I would like to random sample points within an n-sided polygon. One idea I've thought of is to discretize the area of the n-sided polygon with triangles.
I can assign each triangle a unique number in the range $[1, M]$ where $M$ is the number of triangles. Assuming the triangle areas are equal, I can use a uniform distribution $\sim U(1, M)$ to random sample a triangle and use its centroid as the random sampled point within the polygon.
The problems with this approach are:
(1) It's a discrete approximation since I'm mapping a triangular region to a single value, i.e., the centroid. Is there a straightforward continuous approach?

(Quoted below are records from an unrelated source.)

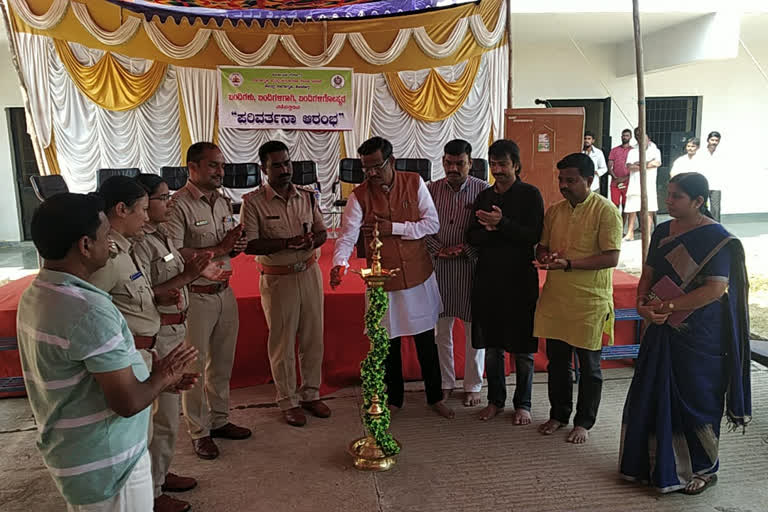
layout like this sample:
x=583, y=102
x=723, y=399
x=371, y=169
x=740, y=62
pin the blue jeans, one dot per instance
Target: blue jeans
x=497, y=386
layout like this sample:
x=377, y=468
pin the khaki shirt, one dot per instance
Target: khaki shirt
x=266, y=215
x=197, y=224
x=155, y=252
x=127, y=283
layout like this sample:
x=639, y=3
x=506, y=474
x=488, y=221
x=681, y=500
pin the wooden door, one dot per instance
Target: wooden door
x=545, y=136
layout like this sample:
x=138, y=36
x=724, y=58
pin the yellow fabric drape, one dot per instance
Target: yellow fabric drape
x=107, y=83
x=51, y=157
x=436, y=99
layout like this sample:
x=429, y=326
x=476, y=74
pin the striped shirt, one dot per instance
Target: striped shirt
x=454, y=276
x=67, y=331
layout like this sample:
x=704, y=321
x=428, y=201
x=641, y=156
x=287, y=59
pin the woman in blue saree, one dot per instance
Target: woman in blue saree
x=687, y=374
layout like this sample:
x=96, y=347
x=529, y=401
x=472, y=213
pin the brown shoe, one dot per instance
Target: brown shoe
x=231, y=431
x=205, y=448
x=295, y=417
x=165, y=503
x=176, y=483
x=317, y=408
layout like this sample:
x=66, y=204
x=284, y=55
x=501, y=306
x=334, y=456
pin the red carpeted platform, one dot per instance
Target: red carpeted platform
x=345, y=344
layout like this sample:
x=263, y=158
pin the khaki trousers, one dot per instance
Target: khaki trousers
x=293, y=305
x=165, y=417
x=212, y=322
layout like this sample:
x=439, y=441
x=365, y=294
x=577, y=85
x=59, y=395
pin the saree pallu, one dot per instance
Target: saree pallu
x=686, y=377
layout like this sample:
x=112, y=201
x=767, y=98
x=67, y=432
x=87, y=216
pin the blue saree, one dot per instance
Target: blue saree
x=686, y=377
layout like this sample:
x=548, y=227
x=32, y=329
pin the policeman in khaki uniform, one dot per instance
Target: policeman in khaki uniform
x=169, y=275
x=126, y=279
x=284, y=228
x=201, y=220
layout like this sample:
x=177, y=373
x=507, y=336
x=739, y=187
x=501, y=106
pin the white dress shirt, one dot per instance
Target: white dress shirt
x=601, y=167
x=633, y=188
x=413, y=310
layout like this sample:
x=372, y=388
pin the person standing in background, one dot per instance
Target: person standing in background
x=598, y=158
x=617, y=168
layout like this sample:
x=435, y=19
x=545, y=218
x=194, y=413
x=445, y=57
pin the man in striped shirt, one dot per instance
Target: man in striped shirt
x=455, y=260
x=88, y=387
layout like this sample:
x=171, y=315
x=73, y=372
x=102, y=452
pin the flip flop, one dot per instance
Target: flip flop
x=707, y=484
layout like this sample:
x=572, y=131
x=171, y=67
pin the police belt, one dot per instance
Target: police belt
x=281, y=270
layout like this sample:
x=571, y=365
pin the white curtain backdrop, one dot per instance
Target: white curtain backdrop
x=498, y=80
x=199, y=92
x=89, y=137
x=362, y=92
x=417, y=139
x=240, y=146
x=34, y=52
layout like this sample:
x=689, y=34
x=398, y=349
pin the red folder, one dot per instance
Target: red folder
x=666, y=290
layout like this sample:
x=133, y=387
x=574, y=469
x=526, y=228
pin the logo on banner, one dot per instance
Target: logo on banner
x=236, y=79
x=337, y=81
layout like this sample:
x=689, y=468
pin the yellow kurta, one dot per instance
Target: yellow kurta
x=577, y=306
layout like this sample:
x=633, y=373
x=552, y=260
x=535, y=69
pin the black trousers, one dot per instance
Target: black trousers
x=560, y=383
x=426, y=350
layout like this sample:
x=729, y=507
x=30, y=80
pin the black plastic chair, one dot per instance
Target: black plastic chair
x=422, y=166
x=305, y=173
x=479, y=169
x=244, y=175
x=175, y=177
x=46, y=187
x=104, y=174
x=241, y=175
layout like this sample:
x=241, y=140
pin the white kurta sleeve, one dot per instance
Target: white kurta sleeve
x=428, y=223
x=351, y=221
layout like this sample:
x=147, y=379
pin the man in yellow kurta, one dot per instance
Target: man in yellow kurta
x=579, y=247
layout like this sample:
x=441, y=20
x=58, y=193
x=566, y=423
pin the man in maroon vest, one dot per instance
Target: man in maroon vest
x=402, y=206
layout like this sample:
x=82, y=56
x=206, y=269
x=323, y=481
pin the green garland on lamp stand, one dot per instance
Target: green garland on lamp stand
x=372, y=372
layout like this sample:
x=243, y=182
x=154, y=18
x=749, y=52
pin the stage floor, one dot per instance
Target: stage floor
x=345, y=343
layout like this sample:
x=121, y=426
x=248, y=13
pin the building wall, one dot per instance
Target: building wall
x=734, y=101
x=10, y=96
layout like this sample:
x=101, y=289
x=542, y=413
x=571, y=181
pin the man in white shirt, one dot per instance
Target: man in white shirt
x=401, y=205
x=690, y=161
x=652, y=163
x=712, y=167
x=598, y=158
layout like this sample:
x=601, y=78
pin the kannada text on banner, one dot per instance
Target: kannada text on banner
x=286, y=98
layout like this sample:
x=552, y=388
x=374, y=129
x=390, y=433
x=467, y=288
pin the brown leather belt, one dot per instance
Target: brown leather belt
x=281, y=270
x=210, y=289
x=144, y=342
x=173, y=319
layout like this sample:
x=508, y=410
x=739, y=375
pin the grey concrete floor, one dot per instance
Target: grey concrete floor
x=458, y=465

(2) The assumption that the rectangles have the same area. In practice, if I have some irregular shape, I think it would be quite difficult to get all the triangle areas to be the same. Is there some sort of weighted uniform distribution you could use?
One thought that I had was to say use $\sim U(0,1)$ and for each $A_i$ (area of i-th triangle) we assign a specific range within [0, 1] where the range spans the normalized area of $A_i$. e.g., say you had 2 triangles that discretized some n-sided polygon. Say $A_1 = 50, A_2 = 100$. Then $50/(50+100) = 1/3$ and $100/(150) = 2/3$. So we could take anything within $[0, 1/3]$ and $[1/3, 1]$ from $\sim U(0,1)$ as corresponding to the first and second triangles, respectively.
What are some other approaches?
One approach that I've used with spheres is rejection sampling, but spherical surfaces are quite easily described by an equation, so rejection sampling becomes simply. For an n-sided polygon, this would seem rather difficult as there would be an equation corresponding to each side, so checking whether to accept or reject a random sample would be tedious.